In the second round of the parliamentary elections today, a broad (though far from cohesive) coalition of centrist, center-right and center-left forces plus “unbowed” and unbalanced voters on the Left will be attempting to prevent Le Pen’s rise to power.
Will they succeed? We’ll have to wait and see.
If they do, this broad coalition could form the basis for the next government—perhaps without the dead weight of the unbowed to unbalance it—and a solid base for a return to stability.
This was President Macron’s hoped to achieve from the start: a broad and extremist-free ruling coalition. And if his gamble pays off, it could potentially serve as a model for the whole of Europe.
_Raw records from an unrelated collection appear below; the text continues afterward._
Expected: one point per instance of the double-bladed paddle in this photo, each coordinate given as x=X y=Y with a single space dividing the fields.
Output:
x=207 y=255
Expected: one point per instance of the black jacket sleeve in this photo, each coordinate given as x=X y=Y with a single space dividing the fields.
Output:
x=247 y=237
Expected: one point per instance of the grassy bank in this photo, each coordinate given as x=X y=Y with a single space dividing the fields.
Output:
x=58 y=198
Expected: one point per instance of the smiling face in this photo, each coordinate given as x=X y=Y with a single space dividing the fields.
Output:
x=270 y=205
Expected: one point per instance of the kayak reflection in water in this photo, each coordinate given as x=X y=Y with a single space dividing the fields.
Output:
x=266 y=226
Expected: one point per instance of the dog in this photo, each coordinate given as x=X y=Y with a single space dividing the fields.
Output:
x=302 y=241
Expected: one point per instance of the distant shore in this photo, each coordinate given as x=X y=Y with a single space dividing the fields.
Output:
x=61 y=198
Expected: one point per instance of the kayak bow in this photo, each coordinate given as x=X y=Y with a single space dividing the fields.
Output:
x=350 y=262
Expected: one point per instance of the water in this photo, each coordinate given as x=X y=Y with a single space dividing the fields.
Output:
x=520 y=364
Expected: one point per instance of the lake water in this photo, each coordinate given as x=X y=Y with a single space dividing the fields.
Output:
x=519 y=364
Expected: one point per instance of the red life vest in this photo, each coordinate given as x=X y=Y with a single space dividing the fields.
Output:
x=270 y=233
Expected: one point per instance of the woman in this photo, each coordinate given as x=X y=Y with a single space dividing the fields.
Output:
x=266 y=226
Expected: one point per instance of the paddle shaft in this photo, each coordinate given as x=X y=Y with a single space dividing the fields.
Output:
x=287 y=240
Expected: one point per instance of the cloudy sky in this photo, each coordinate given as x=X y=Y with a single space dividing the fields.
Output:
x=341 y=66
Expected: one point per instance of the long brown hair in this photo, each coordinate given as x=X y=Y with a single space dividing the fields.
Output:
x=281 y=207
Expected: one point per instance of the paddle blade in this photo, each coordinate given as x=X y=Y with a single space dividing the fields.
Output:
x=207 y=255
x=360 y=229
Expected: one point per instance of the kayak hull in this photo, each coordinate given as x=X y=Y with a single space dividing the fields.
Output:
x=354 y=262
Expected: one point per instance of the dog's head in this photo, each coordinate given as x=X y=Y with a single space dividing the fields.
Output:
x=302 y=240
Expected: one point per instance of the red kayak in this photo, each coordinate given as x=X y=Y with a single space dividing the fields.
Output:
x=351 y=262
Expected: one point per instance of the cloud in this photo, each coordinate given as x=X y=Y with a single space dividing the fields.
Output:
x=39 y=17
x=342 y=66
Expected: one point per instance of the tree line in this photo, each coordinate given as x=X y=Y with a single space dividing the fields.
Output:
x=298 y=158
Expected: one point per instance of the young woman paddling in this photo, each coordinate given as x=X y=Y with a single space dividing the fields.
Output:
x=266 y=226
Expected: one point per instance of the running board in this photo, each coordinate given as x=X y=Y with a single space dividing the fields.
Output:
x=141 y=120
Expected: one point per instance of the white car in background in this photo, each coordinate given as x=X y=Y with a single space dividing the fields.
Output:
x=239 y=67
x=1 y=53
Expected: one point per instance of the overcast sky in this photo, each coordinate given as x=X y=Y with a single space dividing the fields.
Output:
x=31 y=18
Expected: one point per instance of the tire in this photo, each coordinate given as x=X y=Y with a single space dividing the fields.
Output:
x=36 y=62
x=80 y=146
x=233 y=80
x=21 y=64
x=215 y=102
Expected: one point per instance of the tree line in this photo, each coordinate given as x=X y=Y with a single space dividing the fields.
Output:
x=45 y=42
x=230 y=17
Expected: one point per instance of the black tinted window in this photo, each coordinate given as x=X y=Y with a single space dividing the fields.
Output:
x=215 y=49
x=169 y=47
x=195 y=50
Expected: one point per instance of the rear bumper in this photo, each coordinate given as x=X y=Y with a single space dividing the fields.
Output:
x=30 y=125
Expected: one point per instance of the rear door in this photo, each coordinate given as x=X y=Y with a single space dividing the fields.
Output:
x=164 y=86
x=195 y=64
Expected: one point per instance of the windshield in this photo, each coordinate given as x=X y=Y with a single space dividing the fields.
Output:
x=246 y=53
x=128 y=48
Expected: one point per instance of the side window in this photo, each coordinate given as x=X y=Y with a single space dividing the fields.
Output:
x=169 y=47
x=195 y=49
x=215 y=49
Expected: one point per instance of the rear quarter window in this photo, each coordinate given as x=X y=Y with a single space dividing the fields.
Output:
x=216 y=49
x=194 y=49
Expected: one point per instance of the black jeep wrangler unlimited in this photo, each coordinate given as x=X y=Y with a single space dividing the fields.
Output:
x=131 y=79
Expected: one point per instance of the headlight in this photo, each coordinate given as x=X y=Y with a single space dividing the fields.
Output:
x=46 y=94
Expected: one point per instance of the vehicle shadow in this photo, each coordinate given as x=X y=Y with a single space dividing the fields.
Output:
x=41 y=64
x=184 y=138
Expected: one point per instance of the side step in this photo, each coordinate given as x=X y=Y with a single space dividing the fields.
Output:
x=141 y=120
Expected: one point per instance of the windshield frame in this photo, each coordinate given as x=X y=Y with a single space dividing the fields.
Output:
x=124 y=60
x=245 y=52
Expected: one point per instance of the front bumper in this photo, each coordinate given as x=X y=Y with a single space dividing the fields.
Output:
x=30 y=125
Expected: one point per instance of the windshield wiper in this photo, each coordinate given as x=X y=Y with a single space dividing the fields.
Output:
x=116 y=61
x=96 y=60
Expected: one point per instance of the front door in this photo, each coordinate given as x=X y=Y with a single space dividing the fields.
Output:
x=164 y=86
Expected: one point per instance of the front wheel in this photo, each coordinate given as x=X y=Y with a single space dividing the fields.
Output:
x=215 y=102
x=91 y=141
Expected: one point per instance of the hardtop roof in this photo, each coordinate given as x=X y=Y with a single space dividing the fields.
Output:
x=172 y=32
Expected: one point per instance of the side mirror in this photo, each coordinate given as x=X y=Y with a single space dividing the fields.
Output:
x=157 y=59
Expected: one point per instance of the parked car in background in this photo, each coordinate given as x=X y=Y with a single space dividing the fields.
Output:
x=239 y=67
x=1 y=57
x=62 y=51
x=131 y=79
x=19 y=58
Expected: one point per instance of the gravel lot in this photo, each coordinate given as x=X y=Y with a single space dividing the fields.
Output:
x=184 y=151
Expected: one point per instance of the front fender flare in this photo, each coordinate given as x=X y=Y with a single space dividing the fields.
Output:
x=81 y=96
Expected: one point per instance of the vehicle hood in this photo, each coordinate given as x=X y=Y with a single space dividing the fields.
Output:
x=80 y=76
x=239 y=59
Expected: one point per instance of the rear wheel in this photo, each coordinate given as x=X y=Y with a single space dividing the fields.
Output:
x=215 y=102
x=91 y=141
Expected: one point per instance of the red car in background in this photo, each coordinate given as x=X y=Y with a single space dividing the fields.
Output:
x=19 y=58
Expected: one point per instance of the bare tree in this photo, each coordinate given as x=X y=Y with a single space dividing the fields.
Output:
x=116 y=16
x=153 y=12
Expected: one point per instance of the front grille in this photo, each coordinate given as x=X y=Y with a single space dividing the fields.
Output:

But we shouldn’t take anything for granted–nothing is going to be easy.
The far right has built up a head of steam. Still more importantly, its view have been legitimized and are gaining mainstream acceptance. It is no longer an outcast from the political system.
Especially now that its rhetoric has been stripped of its most extreme aspirations and references.
Obviously, that the extremes have evolved benefits democracy, which (to be honest) cannot simply keep on discounting forever the wishes of the third of the French electorate who have consistently voted for the far right in recent years.
As long as it really is an evolution. And not simply an expedient disguise.
Of course, we’ll find out which it is if the far right is ever called upon to govern. For the time being, though, it doesn’t seem that anybody is willing to take that chance.
Which is why the “popular front” is seeking, initially, to prevent Le Pen and her friends from gaining power.
But if they pull it off, obstruction won’t be enough after that. We need to tackle the far right dynamic at its roots.
And we all know what those roots are: the abandonment of the countryside, urban alienation, de-ideologization, widespread feelings of insecurity, and migratory flows.
Democracy cannot be left unprotected, nor society unguarded.
And we don’t need elections in France or the far right knocking on the doors of power to realize that.
Because elections are lost and won long before the ballot boxes are set up. Long before the vote counting begins.
Elections are won and lost in the hearts and minds of ordinary people, when they are willing to fight for a democracy that protects them. For a fighting democracy.